The structural weaknesses worth naming:

  • Classified board (three classes, three-year terms). Imposed by the BCBSA Blue Cross Blue Shield licensing agreement, not chosen — but it still entrenches incumbents and weakens annual accountability. The proxy commits to declassifying if BCBSA ever drops the requirement.
  • Tenure outliers. Peru (independent chair) is 22 years tenured and Dixon is 15. Both are within five years of mandatory retirement, so the issue self-resolves.
  • No financial expert is also a current insurance executive. Strable (Principal Financial CEO) is the closest proxy but Principal is a financial-services firm, not a managed-care insurer.

The Verdict

Grade: B+. The strongest positive is honest alignment — Boudreaux personally bought $2.4M of stock on the open market in July 2025 at prices 40% below where she sold in mid-2024, holds ~$126M of equity exposure, and runs a board that has demonstrably refreshed itself and policed its own independence. The compensation framework is doing real work: -$3.96M of "compensation actually paid" in 2024 is exactly the disincentive a stock-linked plan should produce when shareholders lose money.

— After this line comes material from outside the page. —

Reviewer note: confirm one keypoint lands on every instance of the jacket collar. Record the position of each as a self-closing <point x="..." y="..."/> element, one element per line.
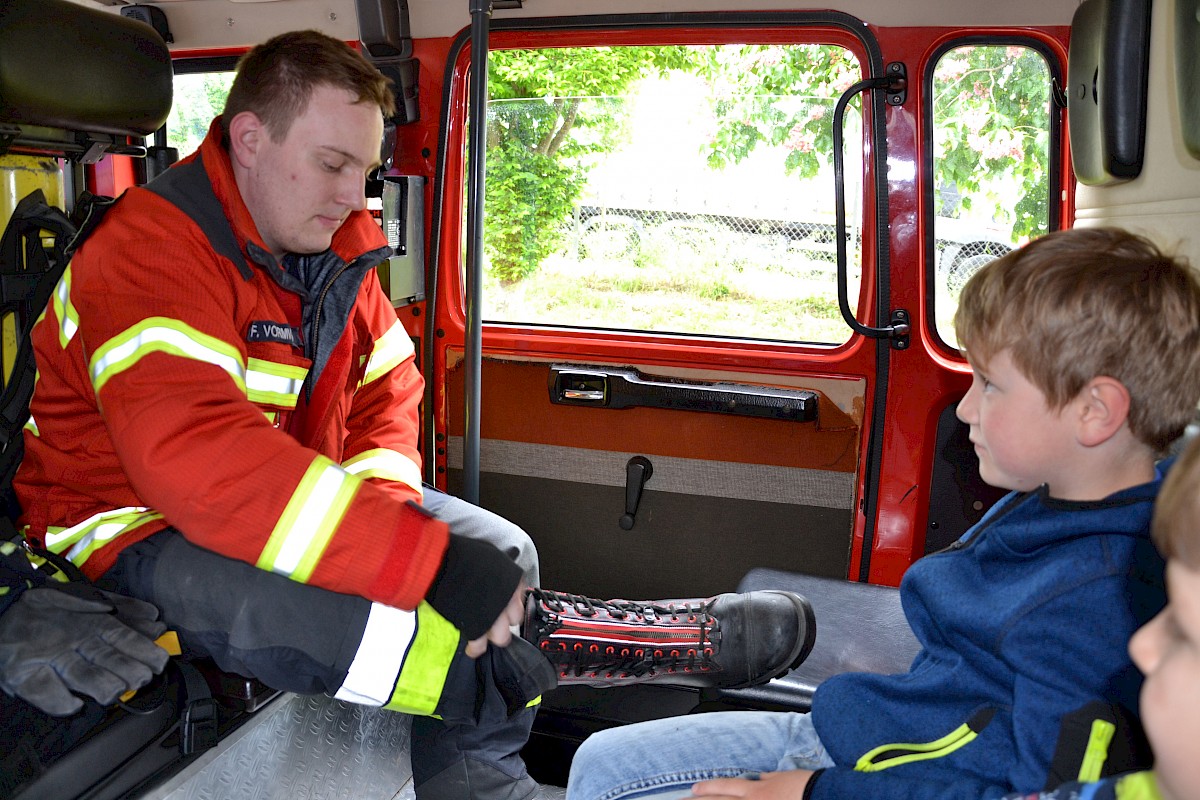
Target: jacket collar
<point x="358" y="235"/>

The two real concerns are (1) the 2024 selling spike by NEOs near the share-price peak — clean under 10b5-1 but still uncomfortable given the 2025 earnings reset that followed, and (2) operational succession: three of the four operating-EVPs are retirement-eligible, and the next CFO has 30 months in seat with no managed-care P&L track record. Neither is a sell signal, but both are reasons to watch the next two annual incentive payouts and the next Form 4 cluster carefully.

Most likely upgrade trigger: A clean 2026-2027 EPS execution against the new $25.50 baseline with continued buyback discipline, plus visible internal succession (a named COO from inside the EVP bench) would push this to A-. Most likely downgrade trigger: Another quarter of insider selling clustered above $325, or any clawback action triggered by a 2026 restatement, would knock it to B.